Labor unions are vital to the nation’s success. President Eisenhower himself once even said, “Labor is the United States. The men and women, who with their minds, their hearts and hands, create the wealth that is shared in this country–they are America.”
Policies against unions
However, government and policy have victimized unions for decades. The Taft Hartley Act of 1947 expanded employer rights at the expense of union rights. Some of the clauses prohibited closed shop for unions, secondary boycotts, and federal employee strikes. It was even referred to as the “slave labor” act by its opponents.
In 1978, labor unions put together a bill to strengthen the National Labor Relations Board. Big business significantly outspent labor efforts, ensuring that this bill did not pass.
In 1981, President Reagan dismissed 3,000 striking workers of the traffic controllers union. Businesses and Corporations began to hire strike breakers, effectively posing a viable threat to any union that dared to go on strike. There were 371 strikes in 1970; there were only 11 in 2010.
According to CNN, “For the sake of our economic and political future, however, America would be better off if we had more strikes.”
Labor Unions are essential to democracy and equalityWe need labor unions in the U.S. for a variety of reasons. First, the decline in unionization is correlated to the increase in income inequality. According to a study by the International Monetary Fund, about half of the increase in the Gini coefficient–a measure of inequality–and the significant rise in incomes of the top 10 percent can be explained by the decline in unionization. Historically, times of high union membership were also times of low inequality.
Second, unions provide a checks and balances system of sorts to the corporate world. Labor unions increase worker moral, protect basic worker rights, and are essentially the epitome of the middle class. Although there is corruption in some unions, there is also corruption in the corporate world. Even a flawed union can balance out a flawed corporation.
Unchecked corporations consume money and power, as presented in the quote from Wealth vs. Work below.
The fact is, however, people at the top of the pyramid are continuously redistributing wealth from the common people to their own pockets (this is the history of human kind), allying themselves with those who run the political system, writing self-serving rules concerning investments, credit, insurance, and banking. Even when the day of reckoning comes, and markets tank, the people in charge of corporate capitalism and finance manage to recover or get rescued by the system…
[In the 2008/2009 Recession], it was the ordinary worker who paid the bill. Money was redistributed from the bottom of the pyramid to the top…The rest of the world saw a system of government, which was supposed to regulate, monitor and hold people accountable, that allowed the robber barons of the twenty first century complete immunity and placed the rest of the world in jeopardy.”
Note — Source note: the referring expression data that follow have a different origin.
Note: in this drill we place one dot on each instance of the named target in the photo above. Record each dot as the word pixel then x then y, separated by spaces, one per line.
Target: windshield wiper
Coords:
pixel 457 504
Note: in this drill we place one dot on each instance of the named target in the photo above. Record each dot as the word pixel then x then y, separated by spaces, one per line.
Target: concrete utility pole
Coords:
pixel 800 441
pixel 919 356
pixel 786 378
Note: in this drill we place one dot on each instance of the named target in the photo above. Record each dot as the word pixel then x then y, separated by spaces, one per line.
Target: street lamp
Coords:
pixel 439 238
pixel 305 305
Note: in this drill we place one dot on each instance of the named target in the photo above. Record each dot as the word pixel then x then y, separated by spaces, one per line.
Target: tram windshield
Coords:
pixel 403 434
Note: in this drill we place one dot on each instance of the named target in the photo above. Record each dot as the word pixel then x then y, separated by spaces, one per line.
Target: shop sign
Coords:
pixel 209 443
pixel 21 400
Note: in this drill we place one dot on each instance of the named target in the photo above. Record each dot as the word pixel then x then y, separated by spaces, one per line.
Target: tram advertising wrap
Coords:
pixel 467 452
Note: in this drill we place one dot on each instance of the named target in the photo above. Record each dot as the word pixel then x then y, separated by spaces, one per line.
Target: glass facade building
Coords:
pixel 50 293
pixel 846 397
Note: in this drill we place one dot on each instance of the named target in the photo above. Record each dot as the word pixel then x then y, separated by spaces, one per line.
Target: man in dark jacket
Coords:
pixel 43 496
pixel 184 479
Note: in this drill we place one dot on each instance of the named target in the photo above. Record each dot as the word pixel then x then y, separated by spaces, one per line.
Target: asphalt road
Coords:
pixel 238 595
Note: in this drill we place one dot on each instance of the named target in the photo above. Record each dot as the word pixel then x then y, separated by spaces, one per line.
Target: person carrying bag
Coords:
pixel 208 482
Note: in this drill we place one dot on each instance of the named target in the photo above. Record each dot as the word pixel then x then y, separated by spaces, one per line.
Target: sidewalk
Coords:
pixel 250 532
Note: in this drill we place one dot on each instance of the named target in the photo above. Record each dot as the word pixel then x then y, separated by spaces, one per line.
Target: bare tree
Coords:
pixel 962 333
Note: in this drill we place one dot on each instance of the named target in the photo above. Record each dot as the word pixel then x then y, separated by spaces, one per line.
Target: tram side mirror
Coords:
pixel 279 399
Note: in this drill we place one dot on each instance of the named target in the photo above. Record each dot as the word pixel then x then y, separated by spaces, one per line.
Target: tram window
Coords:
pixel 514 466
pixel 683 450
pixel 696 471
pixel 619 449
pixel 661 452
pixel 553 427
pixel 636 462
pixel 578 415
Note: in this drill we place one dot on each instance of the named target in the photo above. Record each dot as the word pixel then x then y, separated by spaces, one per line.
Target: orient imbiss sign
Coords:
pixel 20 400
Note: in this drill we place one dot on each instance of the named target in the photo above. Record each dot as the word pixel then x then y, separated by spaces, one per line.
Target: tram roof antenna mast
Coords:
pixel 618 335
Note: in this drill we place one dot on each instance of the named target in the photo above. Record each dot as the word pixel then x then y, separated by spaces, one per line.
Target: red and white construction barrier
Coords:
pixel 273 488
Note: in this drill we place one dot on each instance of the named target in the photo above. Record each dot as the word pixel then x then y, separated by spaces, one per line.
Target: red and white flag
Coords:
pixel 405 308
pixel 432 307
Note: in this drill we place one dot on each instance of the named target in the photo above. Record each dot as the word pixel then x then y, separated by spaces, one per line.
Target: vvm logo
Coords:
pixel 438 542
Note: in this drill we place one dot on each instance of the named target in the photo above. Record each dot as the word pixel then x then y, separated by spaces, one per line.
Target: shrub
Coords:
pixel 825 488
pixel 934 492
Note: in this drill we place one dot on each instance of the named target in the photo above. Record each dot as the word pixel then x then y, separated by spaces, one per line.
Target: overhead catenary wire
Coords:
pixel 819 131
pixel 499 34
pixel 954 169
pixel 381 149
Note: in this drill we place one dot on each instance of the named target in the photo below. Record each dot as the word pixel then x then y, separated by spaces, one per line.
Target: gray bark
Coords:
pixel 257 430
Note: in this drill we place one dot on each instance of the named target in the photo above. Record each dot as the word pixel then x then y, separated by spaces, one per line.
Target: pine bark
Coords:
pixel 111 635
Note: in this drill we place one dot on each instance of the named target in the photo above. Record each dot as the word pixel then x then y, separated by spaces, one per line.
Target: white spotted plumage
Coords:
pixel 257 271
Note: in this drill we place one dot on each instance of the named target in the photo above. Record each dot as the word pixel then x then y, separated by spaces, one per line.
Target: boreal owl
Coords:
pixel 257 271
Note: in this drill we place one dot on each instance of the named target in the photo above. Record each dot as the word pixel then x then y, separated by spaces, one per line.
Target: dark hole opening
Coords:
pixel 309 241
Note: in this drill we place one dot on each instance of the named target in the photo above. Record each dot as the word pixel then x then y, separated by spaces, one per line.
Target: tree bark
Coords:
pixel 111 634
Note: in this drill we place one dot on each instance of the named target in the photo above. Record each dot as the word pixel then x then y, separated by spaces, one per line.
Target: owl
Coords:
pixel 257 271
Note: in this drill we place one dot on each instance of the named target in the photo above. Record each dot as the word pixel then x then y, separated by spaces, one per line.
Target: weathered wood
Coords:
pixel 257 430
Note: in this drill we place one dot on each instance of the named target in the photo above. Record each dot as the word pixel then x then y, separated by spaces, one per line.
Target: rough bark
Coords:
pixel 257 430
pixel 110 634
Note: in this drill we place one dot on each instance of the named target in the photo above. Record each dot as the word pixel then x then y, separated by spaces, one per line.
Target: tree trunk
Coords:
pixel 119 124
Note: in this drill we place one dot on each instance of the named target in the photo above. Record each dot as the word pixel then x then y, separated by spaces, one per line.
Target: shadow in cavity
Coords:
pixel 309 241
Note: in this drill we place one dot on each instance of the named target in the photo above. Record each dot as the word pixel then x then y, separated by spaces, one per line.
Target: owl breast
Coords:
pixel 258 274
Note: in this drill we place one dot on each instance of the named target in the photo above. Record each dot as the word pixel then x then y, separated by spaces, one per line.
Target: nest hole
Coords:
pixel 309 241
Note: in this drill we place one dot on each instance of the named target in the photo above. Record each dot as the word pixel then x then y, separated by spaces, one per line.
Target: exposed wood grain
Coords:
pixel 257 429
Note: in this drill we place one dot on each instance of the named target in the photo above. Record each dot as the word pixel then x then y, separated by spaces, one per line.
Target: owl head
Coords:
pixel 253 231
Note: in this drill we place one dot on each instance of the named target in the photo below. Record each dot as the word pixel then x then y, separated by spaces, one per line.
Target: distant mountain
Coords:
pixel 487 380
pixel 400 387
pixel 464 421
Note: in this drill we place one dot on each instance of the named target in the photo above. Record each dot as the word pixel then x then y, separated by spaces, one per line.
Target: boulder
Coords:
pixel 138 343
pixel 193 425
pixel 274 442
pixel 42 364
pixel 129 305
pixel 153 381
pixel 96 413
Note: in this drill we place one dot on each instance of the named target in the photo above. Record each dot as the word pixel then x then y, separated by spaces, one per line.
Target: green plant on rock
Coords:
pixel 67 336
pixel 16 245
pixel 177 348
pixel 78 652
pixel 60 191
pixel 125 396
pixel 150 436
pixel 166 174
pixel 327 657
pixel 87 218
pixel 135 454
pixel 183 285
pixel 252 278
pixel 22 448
-Wealth vs. Work: How 1% Victimizes 99%. pp. 138-139. Allan Ornstein
According to the New York Times, the decline in labor unions could help explain why CEOs of large corporations earned, on average, “20 times as much as the typical worker in 1965, and 296 times as much in 2013, according to the Economic Policy Institute.”
In the words of Elaine Bernard of Harvard University in the piece Why Unions Matter, “Because we have not yet succeeded in extending democracy to the workplace, democracy and civil society themselves are threatened.”